[consulting] Urgency Rate Markup

Kevin Finney kevin at webeasymedia.com
Thu Dec 9 18:10:37 UTC 2010


The amount to up charge should be proportional to the cost and discomfort of
knocking it out so quickly.

If you have other clients that will be distressed because you have to bump
them back, then that's a huge inconvenience. It could also effect your
reputation with those clients.

Understanding how "hard" the deadline is should be a factor too.

80% of most sites can look functionally complete with 20% of your effort.
 So if an 80% functional site isn't a problem for delivery of their product
- or you can repurpose the other 20% into a phase 2 project - then the
timing shouldn't be an issue.

Client and scope management are the issues, not the pricing.

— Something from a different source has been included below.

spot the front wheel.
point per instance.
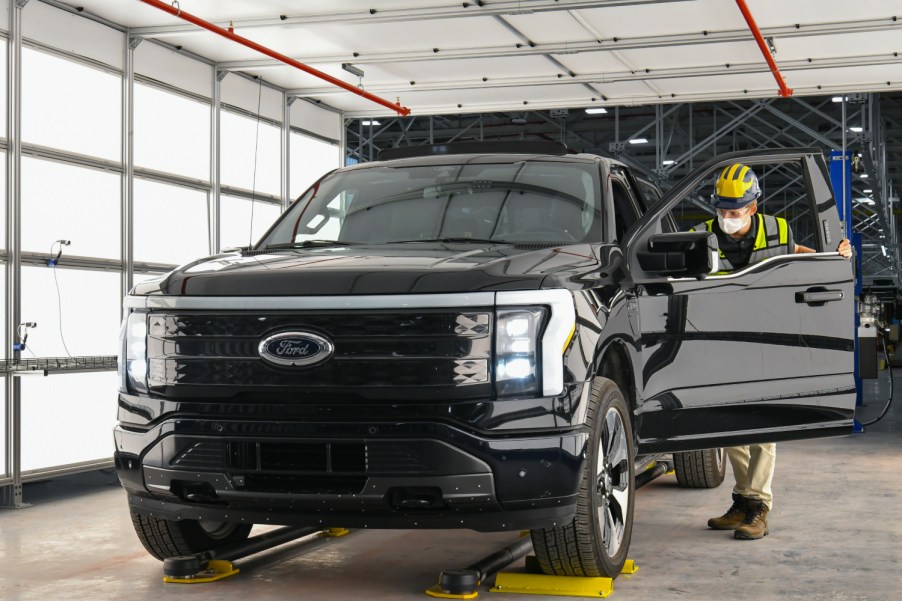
(167, 538)
(595, 543)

Additionally, it sounds like this client needs something before the
holidays.  But if it's a school, they're going on break soon. So maybe the
client just needs something in place before the holidays, but you'll have 2
or more weeks over the holidays to polish it if need be.

As a general rule, I charge inconvenience fees just like I charge overtime
or holiday pay. Typically, that's just a 2x multiple.  And more often than
not "rational clients" (I know, that's an urban legend) will decide that the
2x is fine, because there really is an urgency, or that there really isn't
an urgency, and I'd rather pay normal, but wait a little longer.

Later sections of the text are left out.